Par Edwige BIESSOU
Doctorante en droit public à l’URCA – CRDT
L’arrêt rendu le 11 décembre 2020 par la Cour Internationale de Justice (CIJ)[1] a relancé le débat sur les conditions d’acquisition du statut de « locaux de la mission ». L’on ne pouvait vraisemblablement pas qualifier tous les biens du personnel diplomatique de « locaux de la mission » en raison du régime très protecteur dont bénéficie ce statut[2]. L’article 1er alinéa i) de la Convention de Vienne de 1961 a alors restreint la domanialité diplomatique[3] aux « bâtiments ou (…) parties de bâtiments et (…) terrain attenant qui, quel qu’en soit le propriétaire, sont utilisés aux fins de la mission, y compris la résidence du chef de la mission »[4]. L’affectation réelle du bien aux fins de la mission apparaissait ainsi comme l’unique critère d’identification des locaux de la mission diplomatique. Il suffisait dès lors à l’État accréditant d’affecter un immeuble au service de sa mission diplomatique pour que celui-ci acquiert le statut « diplomatique » après notification de ce fait à l’État accréditaire.
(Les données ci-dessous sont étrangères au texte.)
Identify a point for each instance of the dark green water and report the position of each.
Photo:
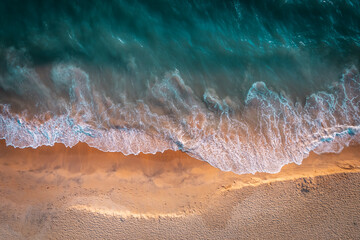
(244, 85)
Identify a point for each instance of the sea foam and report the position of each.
(264, 134)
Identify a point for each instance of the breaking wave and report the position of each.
(268, 132)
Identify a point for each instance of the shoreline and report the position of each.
(50, 187)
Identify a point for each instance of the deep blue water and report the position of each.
(244, 85)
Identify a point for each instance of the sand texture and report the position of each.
(82, 193)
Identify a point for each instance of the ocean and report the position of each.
(247, 86)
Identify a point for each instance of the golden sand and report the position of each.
(58, 192)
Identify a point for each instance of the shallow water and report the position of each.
(244, 86)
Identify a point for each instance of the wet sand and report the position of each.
(81, 193)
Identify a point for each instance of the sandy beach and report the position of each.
(82, 193)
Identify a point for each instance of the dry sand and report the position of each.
(82, 193)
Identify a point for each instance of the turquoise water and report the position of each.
(244, 85)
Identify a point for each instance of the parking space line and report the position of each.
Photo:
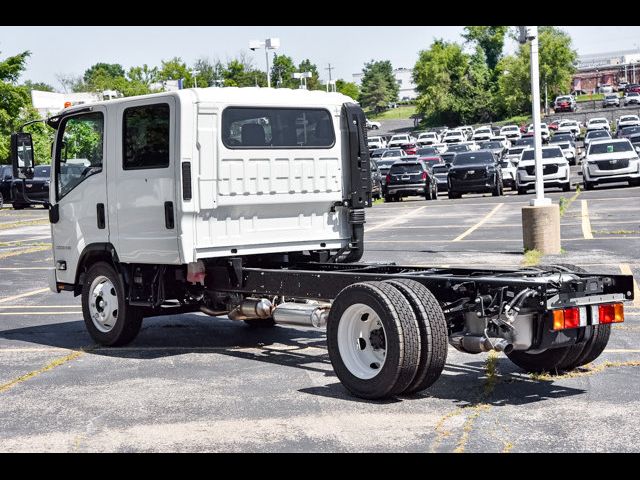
(395, 220)
(479, 224)
(586, 224)
(626, 270)
(22, 295)
(49, 366)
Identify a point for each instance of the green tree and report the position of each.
(557, 59)
(489, 39)
(282, 72)
(175, 69)
(379, 86)
(102, 70)
(313, 83)
(44, 87)
(349, 89)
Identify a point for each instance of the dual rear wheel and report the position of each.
(386, 338)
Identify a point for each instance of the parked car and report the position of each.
(509, 169)
(512, 132)
(611, 100)
(376, 142)
(410, 177)
(565, 103)
(409, 148)
(400, 139)
(37, 188)
(376, 180)
(598, 123)
(427, 138)
(631, 98)
(453, 136)
(626, 121)
(610, 161)
(555, 170)
(569, 126)
(595, 135)
(495, 147)
(482, 133)
(6, 180)
(474, 172)
(568, 147)
(371, 125)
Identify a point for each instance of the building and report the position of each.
(407, 89)
(606, 69)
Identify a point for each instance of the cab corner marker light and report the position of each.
(558, 319)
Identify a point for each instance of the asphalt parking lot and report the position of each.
(192, 383)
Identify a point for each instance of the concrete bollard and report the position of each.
(541, 229)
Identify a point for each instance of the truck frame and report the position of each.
(250, 203)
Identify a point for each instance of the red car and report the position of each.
(409, 148)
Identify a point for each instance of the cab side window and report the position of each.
(80, 151)
(146, 137)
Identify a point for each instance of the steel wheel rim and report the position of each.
(362, 341)
(103, 304)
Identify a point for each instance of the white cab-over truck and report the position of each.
(250, 203)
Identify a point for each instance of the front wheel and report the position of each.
(110, 319)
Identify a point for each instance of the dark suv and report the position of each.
(475, 172)
(37, 188)
(410, 177)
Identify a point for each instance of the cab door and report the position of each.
(143, 183)
(79, 190)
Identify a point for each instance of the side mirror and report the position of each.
(22, 155)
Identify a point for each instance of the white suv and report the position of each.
(555, 170)
(610, 161)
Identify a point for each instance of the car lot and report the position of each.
(190, 383)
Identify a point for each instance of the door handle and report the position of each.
(168, 215)
(100, 215)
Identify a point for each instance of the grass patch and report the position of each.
(531, 258)
(403, 112)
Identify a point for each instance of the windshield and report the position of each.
(426, 151)
(405, 168)
(546, 153)
(491, 145)
(630, 130)
(473, 158)
(41, 172)
(598, 134)
(385, 163)
(605, 147)
(392, 153)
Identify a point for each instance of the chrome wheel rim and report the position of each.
(362, 341)
(103, 304)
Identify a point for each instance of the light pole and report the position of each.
(540, 220)
(268, 44)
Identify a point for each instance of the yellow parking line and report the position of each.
(49, 366)
(42, 313)
(22, 295)
(395, 220)
(479, 224)
(626, 270)
(586, 224)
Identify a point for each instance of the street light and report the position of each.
(303, 78)
(268, 44)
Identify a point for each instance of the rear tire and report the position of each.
(373, 340)
(433, 333)
(103, 293)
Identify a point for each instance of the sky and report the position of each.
(71, 50)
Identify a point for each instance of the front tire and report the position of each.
(373, 340)
(111, 321)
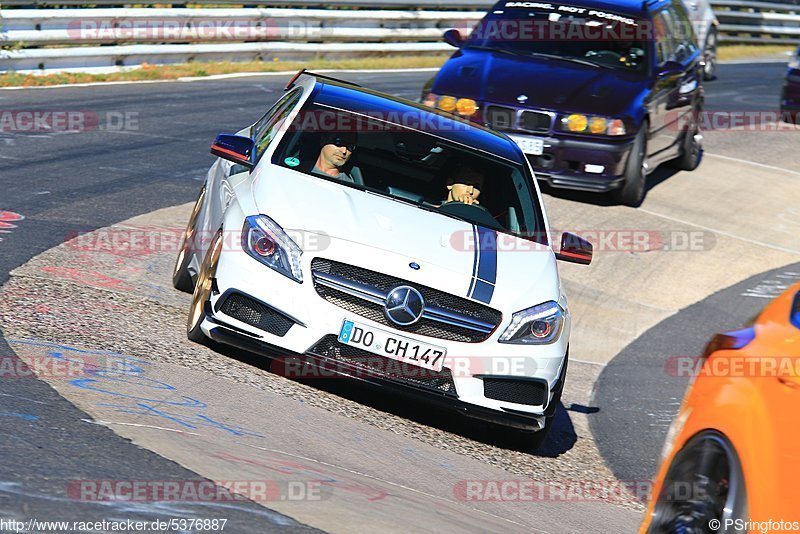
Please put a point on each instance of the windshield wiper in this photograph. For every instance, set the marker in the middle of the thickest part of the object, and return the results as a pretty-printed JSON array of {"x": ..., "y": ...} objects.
[{"x": 571, "y": 60}]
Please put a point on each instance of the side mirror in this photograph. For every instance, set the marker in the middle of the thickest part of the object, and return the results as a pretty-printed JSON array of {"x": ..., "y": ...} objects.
[
  {"x": 234, "y": 148},
  {"x": 574, "y": 249},
  {"x": 670, "y": 69},
  {"x": 453, "y": 38}
]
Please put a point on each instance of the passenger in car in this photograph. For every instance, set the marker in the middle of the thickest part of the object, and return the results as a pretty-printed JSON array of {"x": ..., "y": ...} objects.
[
  {"x": 336, "y": 150},
  {"x": 464, "y": 185}
]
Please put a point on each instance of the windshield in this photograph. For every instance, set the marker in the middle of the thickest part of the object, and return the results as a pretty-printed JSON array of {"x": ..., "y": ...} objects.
[
  {"x": 565, "y": 33},
  {"x": 414, "y": 167}
]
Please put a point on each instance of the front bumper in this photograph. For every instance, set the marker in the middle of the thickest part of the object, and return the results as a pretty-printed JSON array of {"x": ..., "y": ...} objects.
[
  {"x": 318, "y": 366},
  {"x": 564, "y": 162},
  {"x": 314, "y": 319}
]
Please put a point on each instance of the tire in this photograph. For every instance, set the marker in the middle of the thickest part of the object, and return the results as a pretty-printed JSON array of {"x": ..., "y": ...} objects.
[
  {"x": 181, "y": 278},
  {"x": 710, "y": 56},
  {"x": 691, "y": 147},
  {"x": 703, "y": 483},
  {"x": 202, "y": 291},
  {"x": 633, "y": 188}
]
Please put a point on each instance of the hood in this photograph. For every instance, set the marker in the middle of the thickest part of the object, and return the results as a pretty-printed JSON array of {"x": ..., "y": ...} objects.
[
  {"x": 385, "y": 235},
  {"x": 550, "y": 84}
]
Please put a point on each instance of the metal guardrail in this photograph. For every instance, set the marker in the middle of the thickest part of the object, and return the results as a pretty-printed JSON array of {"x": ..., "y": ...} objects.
[{"x": 67, "y": 38}]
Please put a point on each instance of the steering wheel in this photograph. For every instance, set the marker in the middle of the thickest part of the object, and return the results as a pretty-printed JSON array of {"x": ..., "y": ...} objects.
[{"x": 471, "y": 212}]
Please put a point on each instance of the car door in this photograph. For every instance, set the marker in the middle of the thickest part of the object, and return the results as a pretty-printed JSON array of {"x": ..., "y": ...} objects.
[{"x": 676, "y": 81}]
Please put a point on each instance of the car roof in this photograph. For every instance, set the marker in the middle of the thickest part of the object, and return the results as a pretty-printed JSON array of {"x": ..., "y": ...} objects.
[
  {"x": 637, "y": 8},
  {"x": 351, "y": 97}
]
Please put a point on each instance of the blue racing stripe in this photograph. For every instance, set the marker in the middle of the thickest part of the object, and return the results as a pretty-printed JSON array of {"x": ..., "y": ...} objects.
[
  {"x": 487, "y": 266},
  {"x": 474, "y": 260},
  {"x": 484, "y": 271},
  {"x": 483, "y": 291}
]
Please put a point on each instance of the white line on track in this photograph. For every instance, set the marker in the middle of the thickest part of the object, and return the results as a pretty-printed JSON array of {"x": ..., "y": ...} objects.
[
  {"x": 225, "y": 77},
  {"x": 772, "y": 167},
  {"x": 601, "y": 364},
  {"x": 106, "y": 423},
  {"x": 528, "y": 528}
]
Cette solution semblait en tout point satisfaisante avant que ne se pose devant la CIJ la question du consentement de l’État accréditaire à l’octroi du statut de « locaux de la mission ». Autrement dit, un État accréditaire peut-il objecter « à la désignation par l’État accréditant d’un certain bien comme faisant partie des locaux de sa mission diplomatique »[5] ? Ni les travaux préparatoires, ni les dispositions de la Convention de Vienne ne donnent d’indications claires à ce sujet. Si l’alinéa i) de l’article premier de la Convention identifie les biens relevant des « locaux de la mission », il n’apporte aucune précision sur les circonstances dans lesquelles un bien acquiert le statut de « locaux de la mission », encore moins sur les rôles respectifs des États accréditants et accréditaires en la matière.
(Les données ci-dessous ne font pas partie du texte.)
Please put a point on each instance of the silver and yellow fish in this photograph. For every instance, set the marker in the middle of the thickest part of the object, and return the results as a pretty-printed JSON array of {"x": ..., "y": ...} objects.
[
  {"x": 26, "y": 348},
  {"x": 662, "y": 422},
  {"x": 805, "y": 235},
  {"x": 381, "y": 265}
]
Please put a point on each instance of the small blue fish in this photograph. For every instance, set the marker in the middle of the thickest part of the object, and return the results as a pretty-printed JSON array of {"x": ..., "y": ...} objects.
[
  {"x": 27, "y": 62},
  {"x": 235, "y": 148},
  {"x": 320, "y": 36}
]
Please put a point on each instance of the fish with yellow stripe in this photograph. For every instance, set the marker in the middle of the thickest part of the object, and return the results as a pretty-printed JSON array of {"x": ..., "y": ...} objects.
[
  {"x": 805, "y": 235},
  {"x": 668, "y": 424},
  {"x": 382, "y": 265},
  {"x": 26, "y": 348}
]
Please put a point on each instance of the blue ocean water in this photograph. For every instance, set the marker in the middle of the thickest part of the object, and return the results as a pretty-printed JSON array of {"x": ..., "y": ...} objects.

Le consentement mutuel étant toutefois le socle des relations diplomatiques, la CIJ a érigé l’approbation de l’État accréditaire en condition d’acquisition du « statut diplomatique » (I). Dorénavant, un bien n’acquiert le statut diplomatique qu’à une double condition : l’absence d’objection de la part de l’État accréditaire et l’affectation effective du bien à l’usage diplomatique. L’argumentation de la Cour laisse cependant planer un doute quant au caractère cumulatif de ces deux conditions, et partant à l’opportunité du premier critère (II).
I. Le consentement de l’État accréditaire, une nouvelle condition d’acquisition du « statut diplomatique »
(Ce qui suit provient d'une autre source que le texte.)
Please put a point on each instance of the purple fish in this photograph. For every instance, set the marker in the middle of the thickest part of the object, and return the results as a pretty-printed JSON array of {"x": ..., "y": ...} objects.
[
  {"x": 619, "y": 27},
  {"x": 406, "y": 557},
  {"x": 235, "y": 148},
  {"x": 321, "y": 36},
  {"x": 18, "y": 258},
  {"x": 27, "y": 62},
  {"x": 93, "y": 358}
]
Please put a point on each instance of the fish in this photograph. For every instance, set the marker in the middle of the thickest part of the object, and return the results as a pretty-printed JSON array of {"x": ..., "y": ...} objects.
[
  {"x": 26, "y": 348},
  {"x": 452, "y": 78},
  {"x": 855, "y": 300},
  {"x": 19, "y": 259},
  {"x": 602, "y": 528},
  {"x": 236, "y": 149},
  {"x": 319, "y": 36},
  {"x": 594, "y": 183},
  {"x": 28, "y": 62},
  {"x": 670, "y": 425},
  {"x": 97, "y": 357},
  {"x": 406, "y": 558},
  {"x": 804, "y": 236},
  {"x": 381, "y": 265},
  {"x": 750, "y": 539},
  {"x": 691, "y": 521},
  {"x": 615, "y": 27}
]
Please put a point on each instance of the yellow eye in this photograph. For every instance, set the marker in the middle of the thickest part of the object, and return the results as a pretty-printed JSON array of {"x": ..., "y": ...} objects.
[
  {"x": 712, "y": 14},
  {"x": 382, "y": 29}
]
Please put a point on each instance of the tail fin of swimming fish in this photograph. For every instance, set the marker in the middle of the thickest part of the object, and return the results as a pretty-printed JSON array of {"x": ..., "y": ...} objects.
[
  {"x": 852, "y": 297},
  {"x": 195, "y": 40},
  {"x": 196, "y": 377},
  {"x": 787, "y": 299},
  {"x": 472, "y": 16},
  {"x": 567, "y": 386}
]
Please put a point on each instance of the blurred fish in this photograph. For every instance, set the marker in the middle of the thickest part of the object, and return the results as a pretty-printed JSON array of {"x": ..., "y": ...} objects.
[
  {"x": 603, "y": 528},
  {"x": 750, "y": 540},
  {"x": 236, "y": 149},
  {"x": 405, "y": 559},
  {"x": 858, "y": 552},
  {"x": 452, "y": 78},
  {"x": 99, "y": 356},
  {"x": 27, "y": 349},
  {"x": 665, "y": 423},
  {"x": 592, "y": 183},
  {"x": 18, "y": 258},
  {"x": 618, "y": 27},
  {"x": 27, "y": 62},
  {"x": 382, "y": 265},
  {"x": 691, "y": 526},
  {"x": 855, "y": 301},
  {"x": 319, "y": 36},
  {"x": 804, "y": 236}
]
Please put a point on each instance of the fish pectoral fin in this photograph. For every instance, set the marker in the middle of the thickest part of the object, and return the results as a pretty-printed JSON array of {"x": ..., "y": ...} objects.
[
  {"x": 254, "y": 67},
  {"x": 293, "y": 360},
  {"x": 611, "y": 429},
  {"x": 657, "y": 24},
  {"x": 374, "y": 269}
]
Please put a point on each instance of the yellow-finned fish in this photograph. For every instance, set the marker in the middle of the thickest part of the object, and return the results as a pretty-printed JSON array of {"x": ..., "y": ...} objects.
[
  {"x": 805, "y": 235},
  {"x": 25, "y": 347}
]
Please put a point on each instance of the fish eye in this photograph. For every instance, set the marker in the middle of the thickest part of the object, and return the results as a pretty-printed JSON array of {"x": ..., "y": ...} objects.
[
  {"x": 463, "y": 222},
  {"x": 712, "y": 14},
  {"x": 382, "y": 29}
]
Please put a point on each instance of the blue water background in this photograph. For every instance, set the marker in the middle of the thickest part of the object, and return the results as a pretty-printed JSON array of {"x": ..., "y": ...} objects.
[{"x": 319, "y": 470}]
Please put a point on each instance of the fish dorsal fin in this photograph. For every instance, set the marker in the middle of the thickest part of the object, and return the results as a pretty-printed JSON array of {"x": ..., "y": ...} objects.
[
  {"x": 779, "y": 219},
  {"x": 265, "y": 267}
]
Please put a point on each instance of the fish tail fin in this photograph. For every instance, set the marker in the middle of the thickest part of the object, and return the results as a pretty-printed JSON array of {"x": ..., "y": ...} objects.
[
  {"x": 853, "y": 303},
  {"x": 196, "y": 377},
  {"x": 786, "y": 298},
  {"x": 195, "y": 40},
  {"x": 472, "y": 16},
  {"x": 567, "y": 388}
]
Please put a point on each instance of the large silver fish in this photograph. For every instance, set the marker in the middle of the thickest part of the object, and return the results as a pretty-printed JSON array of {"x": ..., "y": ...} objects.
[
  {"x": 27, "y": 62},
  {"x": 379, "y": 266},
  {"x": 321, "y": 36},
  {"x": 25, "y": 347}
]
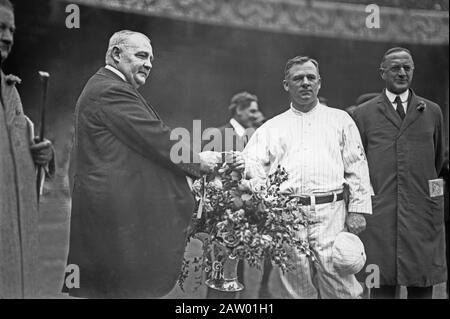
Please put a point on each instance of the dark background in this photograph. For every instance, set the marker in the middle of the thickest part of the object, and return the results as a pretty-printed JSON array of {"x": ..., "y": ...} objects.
[{"x": 198, "y": 67}]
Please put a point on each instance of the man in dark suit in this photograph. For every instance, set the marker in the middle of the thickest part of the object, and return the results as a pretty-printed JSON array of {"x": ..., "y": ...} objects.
[
  {"x": 403, "y": 136},
  {"x": 131, "y": 203}
]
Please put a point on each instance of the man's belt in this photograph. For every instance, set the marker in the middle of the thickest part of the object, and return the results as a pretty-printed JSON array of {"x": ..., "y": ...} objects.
[{"x": 320, "y": 199}]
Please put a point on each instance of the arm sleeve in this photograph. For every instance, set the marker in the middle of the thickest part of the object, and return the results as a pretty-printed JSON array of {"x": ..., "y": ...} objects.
[
  {"x": 439, "y": 142},
  {"x": 132, "y": 123},
  {"x": 257, "y": 158},
  {"x": 356, "y": 170}
]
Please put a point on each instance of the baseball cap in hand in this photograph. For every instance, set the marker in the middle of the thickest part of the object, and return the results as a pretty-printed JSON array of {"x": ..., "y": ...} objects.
[{"x": 348, "y": 254}]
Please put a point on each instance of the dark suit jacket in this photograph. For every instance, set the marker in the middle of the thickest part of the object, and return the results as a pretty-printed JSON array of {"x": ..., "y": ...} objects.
[
  {"x": 405, "y": 233},
  {"x": 131, "y": 204}
]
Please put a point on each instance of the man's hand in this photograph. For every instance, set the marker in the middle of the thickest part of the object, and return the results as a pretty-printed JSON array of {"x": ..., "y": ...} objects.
[
  {"x": 208, "y": 161},
  {"x": 355, "y": 222},
  {"x": 42, "y": 152},
  {"x": 236, "y": 161}
]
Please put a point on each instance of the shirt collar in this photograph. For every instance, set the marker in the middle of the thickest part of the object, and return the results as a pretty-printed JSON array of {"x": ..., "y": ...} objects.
[
  {"x": 391, "y": 96},
  {"x": 114, "y": 70},
  {"x": 307, "y": 113},
  {"x": 239, "y": 129}
]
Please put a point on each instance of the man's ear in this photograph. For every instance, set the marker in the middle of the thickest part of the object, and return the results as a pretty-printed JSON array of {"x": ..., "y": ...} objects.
[
  {"x": 286, "y": 86},
  {"x": 115, "y": 54}
]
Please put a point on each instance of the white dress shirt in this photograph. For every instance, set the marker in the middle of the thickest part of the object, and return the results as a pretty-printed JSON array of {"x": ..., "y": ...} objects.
[
  {"x": 320, "y": 150},
  {"x": 403, "y": 97},
  {"x": 238, "y": 128}
]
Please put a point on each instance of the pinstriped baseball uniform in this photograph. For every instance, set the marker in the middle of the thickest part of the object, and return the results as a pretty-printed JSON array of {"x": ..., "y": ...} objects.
[{"x": 321, "y": 150}]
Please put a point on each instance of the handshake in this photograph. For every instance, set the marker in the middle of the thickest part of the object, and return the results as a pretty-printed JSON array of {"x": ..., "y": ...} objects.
[{"x": 209, "y": 160}]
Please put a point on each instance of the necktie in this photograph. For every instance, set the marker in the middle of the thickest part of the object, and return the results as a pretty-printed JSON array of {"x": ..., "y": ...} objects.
[{"x": 400, "y": 109}]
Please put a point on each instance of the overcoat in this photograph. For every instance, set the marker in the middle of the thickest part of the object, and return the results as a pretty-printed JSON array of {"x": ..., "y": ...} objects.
[
  {"x": 405, "y": 235},
  {"x": 18, "y": 201},
  {"x": 131, "y": 204}
]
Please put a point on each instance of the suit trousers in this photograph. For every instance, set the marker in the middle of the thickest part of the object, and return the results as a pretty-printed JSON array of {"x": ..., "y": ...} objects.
[{"x": 389, "y": 292}]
Nonobstant les opinions dissidentes de certains juges[6], la Cour a reconnu qu’un immeuble ne pourrait acquérir le statut de « locaux de la mission » en dépit de l’objection expresse de l’État accréditaire. L’établissement des relations et l’envoi des missions diplomatiques se faisant par consentement mutuel[7], l’État accréditaire devrait également consentir à la désignation des locaux desdites missions. Cela ressort implicitement des dispositions de la Convention de Vienne. En effet, si la prérogative de désignation unilatérale d’un immeuble diplomatique est reconnue à l’État accréditant, l’État accréditaire serait confronté au choix cornélien d’accorder la protection à un bien contre sa volonté ou de rompre ses relations diplomatiques avec l’État accréditant. Ce qui serait contraire à l’objet de la Convention consistant à « favoriser les relations d’amitié entre les pays »[8]. L’imposition unilatérale exposerait par ailleurs « l’État accréditaire à des abus potentiels des privilèges et immunités diplomatiques ». Or, les rédacteurs de la convention de Vienne entendaient éviter ces travers, en spécifiant, dans le préambule, que « le but desdits privilèges et immunités est non pas d’avantager des individus mais d’assurer l’accomplissement efficace des fonctions des missions diplomatiques en tant que représentants des États ».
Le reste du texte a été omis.